4. Lâikliğin ne olduğunu ne lâikler, ne de lâiklik düşmanları bilmiyor. Bizdeki sistem kesinlikle lâik değildir. Kabinede din işlerinden sorumlu bir devlet bakanının bulunduğu, devletin resmî bir Diyanet İşleri Başkanlığı’na sahip olduğu, bine yakın resmî İmam-Hatip okulunun eğitim verdiği, yüz bine yakın din görevlisinin resmî memur olarak bütçeden maaş aldığı bir sistem nasıl lâik olabilir? Bu sistem bir “Devlet dini” sistemidir.

5. Türkiye’nin en önemli meselesi lisan ve edebiyat meselesidir. Çünkü lisan medeniyetin, kültürün, insanlığın birinci vasıta ve âletidir. Bizde lisan, günlük konuşma ve iletişim vasıtası seviyesinde kalmıştır. Yazılı, edebî, zengin Türkçe darbelenmiştir. Ülkeyi, milleti, devleti yüceltmek ve kurtarmak istiyorsak mutlaka zengin Türkçe için çalışmalıyız. Türkçe’nin önündeki engelleri yıkmalıyız.

6. Zorba devlet ile hukukun üstünlüğüne tâbi devlet arasındaki fark iyice anlatılmalıdır.

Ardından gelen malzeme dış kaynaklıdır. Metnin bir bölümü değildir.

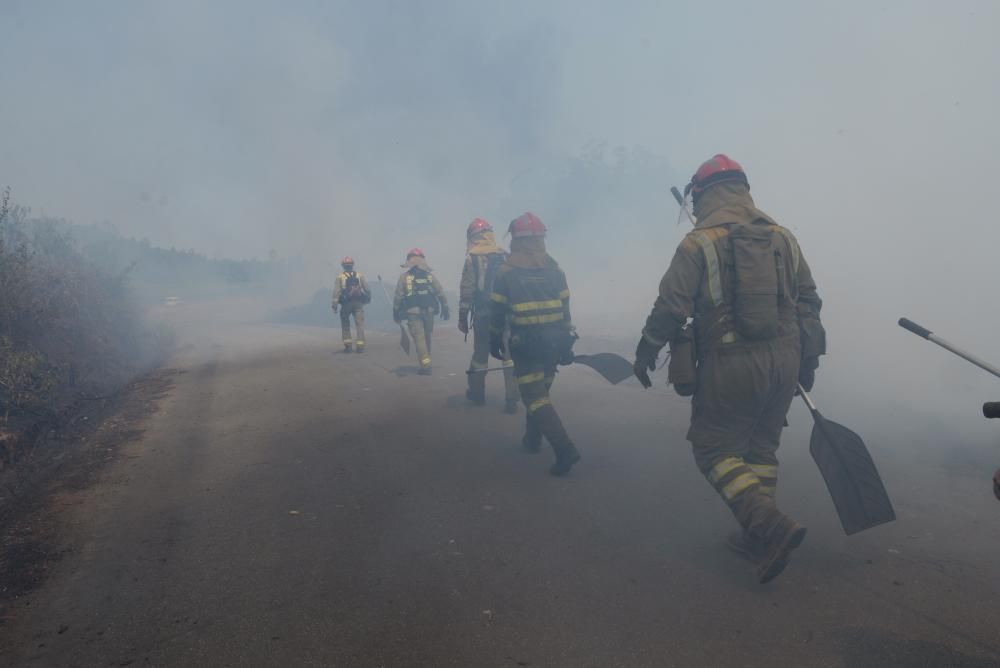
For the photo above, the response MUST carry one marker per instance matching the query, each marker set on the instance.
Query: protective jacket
(418, 290)
(342, 288)
(734, 266)
(701, 280)
(482, 262)
(530, 291)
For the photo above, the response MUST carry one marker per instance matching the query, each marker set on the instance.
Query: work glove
(807, 373)
(496, 345)
(566, 355)
(645, 361)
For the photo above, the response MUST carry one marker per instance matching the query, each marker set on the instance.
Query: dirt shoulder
(63, 461)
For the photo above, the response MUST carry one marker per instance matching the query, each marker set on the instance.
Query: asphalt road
(290, 505)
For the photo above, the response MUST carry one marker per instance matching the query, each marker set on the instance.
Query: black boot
(477, 389)
(552, 427)
(532, 440)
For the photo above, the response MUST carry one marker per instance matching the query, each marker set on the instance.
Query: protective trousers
(356, 309)
(481, 358)
(421, 325)
(534, 380)
(743, 394)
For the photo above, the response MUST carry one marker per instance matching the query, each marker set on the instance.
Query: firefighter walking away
(531, 296)
(482, 261)
(419, 298)
(350, 294)
(755, 333)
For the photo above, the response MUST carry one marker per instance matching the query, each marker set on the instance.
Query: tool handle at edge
(911, 326)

7. Problemlerin çözülmesi hususunda milletlerin karşısında iki yol vardır. Birinci yol, yatay irade yoludur. Ülke aydınları, seçkinleri, idarecileri uzlaşırlar, anlaşırlar, gereken çare ve çözümlere başvururlar. Bunu yapmazlarsa, dikey ve küllî bir irade devreye girer ve perişan olurlar.

8. Bugün Türkiye’de en fazla konuşulması gereken şey toplumsal uzlaşma, iç barıştır. Ülkede ne kadar büyük çeşitlilik ve kesim varsa, bunların ciddî ve vasıflı temsilcilerinin bir araya gelerek müşterek değerleri tesbit edip birleşmeleri ve anlaşmaları gerekir.

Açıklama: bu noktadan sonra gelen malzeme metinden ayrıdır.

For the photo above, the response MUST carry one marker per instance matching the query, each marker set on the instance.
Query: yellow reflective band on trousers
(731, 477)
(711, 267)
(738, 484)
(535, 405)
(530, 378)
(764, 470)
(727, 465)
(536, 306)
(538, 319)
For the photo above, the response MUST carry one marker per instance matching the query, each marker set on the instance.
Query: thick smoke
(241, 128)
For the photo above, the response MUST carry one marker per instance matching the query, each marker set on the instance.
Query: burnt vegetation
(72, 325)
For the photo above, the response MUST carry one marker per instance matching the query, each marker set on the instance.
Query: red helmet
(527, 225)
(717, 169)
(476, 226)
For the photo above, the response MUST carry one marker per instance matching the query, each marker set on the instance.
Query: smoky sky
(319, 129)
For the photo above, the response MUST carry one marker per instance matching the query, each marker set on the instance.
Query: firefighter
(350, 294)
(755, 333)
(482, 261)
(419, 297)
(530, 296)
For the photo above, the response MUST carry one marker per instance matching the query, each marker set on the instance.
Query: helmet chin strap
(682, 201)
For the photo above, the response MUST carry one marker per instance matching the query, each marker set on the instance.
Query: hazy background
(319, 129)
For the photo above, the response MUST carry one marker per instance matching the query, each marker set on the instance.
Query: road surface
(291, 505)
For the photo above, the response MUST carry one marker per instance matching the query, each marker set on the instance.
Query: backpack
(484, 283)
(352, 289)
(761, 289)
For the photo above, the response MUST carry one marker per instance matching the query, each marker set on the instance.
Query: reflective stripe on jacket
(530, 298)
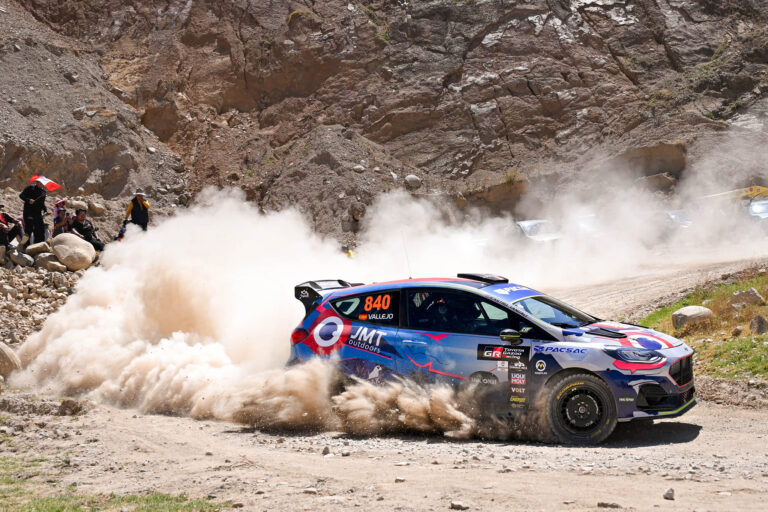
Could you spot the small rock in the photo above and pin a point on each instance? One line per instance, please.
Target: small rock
(758, 325)
(96, 209)
(69, 407)
(691, 315)
(412, 182)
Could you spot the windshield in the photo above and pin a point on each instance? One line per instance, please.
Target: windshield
(554, 312)
(543, 227)
(759, 207)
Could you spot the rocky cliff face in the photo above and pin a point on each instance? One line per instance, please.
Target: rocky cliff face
(325, 104)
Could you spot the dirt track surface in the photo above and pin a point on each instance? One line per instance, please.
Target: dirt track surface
(715, 457)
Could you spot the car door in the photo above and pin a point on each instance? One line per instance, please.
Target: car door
(370, 347)
(450, 335)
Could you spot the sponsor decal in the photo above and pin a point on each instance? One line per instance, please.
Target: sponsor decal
(328, 332)
(517, 378)
(381, 316)
(370, 340)
(484, 378)
(328, 335)
(495, 352)
(546, 349)
(378, 303)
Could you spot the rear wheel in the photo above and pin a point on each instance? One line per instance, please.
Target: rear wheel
(580, 409)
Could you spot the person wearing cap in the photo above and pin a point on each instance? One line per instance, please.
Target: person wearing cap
(34, 207)
(10, 228)
(138, 210)
(84, 229)
(61, 219)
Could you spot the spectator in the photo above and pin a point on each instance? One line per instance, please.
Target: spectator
(61, 221)
(34, 206)
(83, 228)
(10, 228)
(138, 210)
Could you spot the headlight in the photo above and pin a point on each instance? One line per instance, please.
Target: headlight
(635, 355)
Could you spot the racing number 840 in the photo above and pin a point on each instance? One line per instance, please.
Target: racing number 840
(381, 302)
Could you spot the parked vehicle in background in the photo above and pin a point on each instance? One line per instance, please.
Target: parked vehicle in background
(538, 230)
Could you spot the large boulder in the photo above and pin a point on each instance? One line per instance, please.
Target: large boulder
(35, 249)
(49, 261)
(9, 361)
(74, 252)
(690, 315)
(21, 259)
(750, 296)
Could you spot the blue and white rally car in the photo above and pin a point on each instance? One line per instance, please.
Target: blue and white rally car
(582, 373)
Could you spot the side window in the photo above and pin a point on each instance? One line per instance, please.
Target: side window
(459, 312)
(528, 329)
(381, 308)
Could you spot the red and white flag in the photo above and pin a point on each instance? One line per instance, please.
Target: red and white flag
(50, 185)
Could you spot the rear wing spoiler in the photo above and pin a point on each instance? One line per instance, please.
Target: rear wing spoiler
(312, 291)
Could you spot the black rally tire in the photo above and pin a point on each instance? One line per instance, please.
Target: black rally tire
(580, 409)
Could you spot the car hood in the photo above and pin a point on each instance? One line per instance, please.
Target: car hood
(621, 335)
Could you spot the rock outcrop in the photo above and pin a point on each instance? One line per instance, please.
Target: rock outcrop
(74, 252)
(320, 104)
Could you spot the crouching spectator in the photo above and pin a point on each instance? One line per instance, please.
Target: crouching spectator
(83, 228)
(10, 228)
(61, 221)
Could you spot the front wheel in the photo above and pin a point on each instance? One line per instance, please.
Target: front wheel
(580, 409)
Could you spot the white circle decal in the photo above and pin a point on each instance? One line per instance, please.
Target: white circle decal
(328, 331)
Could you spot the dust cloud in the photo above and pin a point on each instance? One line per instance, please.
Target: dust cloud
(194, 316)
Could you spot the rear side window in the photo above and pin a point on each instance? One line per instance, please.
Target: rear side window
(382, 308)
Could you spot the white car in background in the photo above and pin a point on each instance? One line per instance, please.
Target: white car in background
(538, 230)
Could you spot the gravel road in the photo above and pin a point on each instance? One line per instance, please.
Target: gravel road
(714, 458)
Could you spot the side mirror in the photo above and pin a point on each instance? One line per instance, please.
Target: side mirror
(510, 336)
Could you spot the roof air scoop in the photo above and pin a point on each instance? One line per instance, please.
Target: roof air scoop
(484, 278)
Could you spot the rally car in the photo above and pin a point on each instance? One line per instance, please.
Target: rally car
(583, 373)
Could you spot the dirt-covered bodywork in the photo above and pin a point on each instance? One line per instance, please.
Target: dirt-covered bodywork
(585, 373)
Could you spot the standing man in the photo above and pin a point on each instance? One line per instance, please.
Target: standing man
(84, 229)
(9, 228)
(138, 210)
(34, 206)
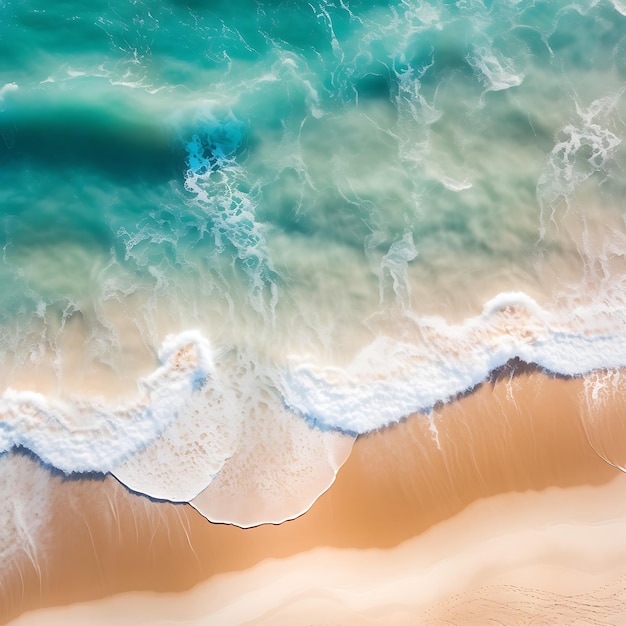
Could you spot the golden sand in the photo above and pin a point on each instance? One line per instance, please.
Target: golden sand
(513, 468)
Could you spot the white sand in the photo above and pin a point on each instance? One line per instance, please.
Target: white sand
(558, 556)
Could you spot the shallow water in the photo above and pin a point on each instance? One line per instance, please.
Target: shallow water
(235, 238)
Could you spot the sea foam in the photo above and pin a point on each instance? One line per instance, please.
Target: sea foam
(89, 436)
(393, 378)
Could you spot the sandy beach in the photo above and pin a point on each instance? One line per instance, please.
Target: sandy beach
(497, 507)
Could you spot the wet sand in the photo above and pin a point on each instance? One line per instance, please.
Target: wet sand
(513, 470)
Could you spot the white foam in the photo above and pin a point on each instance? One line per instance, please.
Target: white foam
(7, 88)
(279, 465)
(87, 435)
(217, 182)
(619, 6)
(392, 378)
(588, 146)
(497, 74)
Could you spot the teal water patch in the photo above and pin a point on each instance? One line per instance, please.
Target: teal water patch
(306, 205)
(239, 146)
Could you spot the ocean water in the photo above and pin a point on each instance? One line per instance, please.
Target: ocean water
(237, 235)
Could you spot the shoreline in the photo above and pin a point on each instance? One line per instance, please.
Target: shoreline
(511, 436)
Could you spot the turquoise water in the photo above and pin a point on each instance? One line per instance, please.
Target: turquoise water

9. Türkiye’deki otomotiv sanayii tam bir rezalet, felâket, vatan hâinliğidir. Biz, Güney Kore’liler gibi niçin kendi yüzde yüz millî ve yerli otomobillerimizi yapamadık? Hangi hâinler buna engel oldular? Biz de Güney Kore’liler gibi niçin her yıl zengin ülkelere yüzbinlerce otomobil ihraç edip satamıyoruz? Âciz miyiz, yoksa hâinlerin sabotajına mı uğramışızdır. Bu hâinler kimlerdir?

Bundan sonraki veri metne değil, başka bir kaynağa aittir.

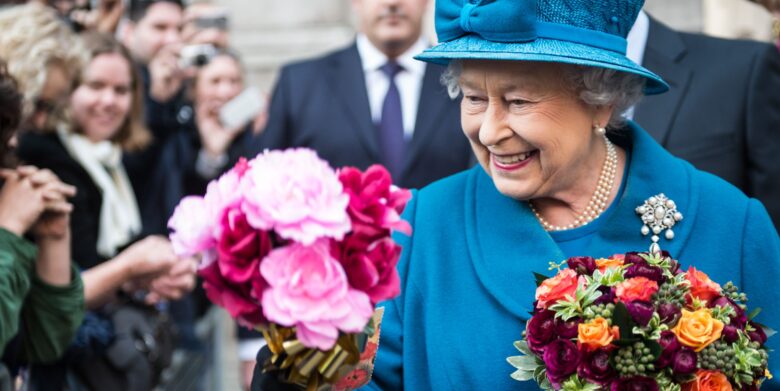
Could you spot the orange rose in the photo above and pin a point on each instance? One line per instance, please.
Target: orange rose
(556, 288)
(708, 381)
(637, 288)
(702, 287)
(596, 333)
(606, 263)
(697, 329)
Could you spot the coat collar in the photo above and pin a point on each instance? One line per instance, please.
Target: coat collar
(506, 242)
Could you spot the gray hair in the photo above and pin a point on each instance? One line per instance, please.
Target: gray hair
(595, 87)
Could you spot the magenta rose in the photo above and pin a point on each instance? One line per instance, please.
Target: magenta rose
(240, 249)
(561, 357)
(540, 331)
(684, 362)
(669, 313)
(375, 205)
(595, 367)
(582, 265)
(635, 383)
(371, 268)
(236, 299)
(567, 329)
(308, 289)
(296, 194)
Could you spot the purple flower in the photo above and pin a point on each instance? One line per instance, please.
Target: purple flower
(540, 330)
(640, 311)
(635, 383)
(561, 357)
(669, 313)
(633, 258)
(740, 319)
(730, 333)
(669, 346)
(567, 329)
(644, 270)
(607, 295)
(595, 367)
(582, 265)
(758, 335)
(684, 362)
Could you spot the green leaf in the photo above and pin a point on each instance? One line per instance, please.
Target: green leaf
(521, 375)
(522, 346)
(624, 322)
(540, 278)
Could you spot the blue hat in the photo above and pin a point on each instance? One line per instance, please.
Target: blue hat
(582, 32)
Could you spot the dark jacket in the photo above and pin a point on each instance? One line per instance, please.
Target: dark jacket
(722, 112)
(323, 104)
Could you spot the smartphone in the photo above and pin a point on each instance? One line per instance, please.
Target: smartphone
(196, 55)
(242, 109)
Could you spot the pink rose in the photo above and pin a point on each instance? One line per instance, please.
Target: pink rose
(236, 299)
(375, 205)
(191, 224)
(371, 267)
(296, 194)
(309, 290)
(240, 250)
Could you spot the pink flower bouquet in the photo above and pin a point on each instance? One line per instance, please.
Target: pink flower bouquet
(292, 247)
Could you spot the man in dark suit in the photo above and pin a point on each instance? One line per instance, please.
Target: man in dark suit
(341, 105)
(335, 104)
(722, 112)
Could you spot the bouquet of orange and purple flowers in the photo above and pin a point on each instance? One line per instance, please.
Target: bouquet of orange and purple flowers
(638, 322)
(300, 251)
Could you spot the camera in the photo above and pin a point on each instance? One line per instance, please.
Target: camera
(196, 55)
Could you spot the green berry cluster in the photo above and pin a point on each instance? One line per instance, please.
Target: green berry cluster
(634, 359)
(603, 310)
(669, 293)
(730, 291)
(719, 356)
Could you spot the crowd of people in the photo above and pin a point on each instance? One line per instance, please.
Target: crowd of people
(112, 111)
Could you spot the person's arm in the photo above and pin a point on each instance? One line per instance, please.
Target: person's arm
(147, 258)
(763, 132)
(16, 263)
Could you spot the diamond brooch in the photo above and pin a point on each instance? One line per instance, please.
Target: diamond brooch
(658, 213)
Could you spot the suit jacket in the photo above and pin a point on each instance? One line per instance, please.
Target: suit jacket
(722, 112)
(323, 104)
(467, 286)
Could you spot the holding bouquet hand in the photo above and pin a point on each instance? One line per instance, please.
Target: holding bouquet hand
(291, 247)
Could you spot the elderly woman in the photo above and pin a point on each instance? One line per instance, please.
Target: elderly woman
(544, 87)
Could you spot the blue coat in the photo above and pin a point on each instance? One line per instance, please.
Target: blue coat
(466, 272)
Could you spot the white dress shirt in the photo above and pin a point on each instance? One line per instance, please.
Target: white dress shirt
(408, 81)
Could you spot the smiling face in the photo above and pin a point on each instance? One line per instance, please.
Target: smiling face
(101, 104)
(392, 26)
(530, 133)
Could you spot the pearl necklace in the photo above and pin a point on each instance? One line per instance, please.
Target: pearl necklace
(598, 203)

10. Arjantin enflasyon meselesini halletti, sıfırladı da biz niçin halledemiyoruz? Hangi hâinler enflasyonu körükleyerek, sürdürerek bu ülkenin, bu halkın, bu devletin kanını, iliğini sömürüyor?

11. Taiwan, Güney Kore, Singapur gibi doğu ve Asya ülkeleri ilerlediler, çok zengin oldular, birer sanayi ve finans devi haline geldiler de biz niçin binbir rezalet ve kepazelik içinde sürünüyoruz, geriliyoruz?

12. İslâm ile Müslümanlar özdeşleştirilmemelidir. Câhil, kalitesiz, güçsüz, ahlâk ve karakter bakımından yetersiz bazı Müslümanların yaptıklarından dolayı İslâm’ı suçlamak insafa sığmaz.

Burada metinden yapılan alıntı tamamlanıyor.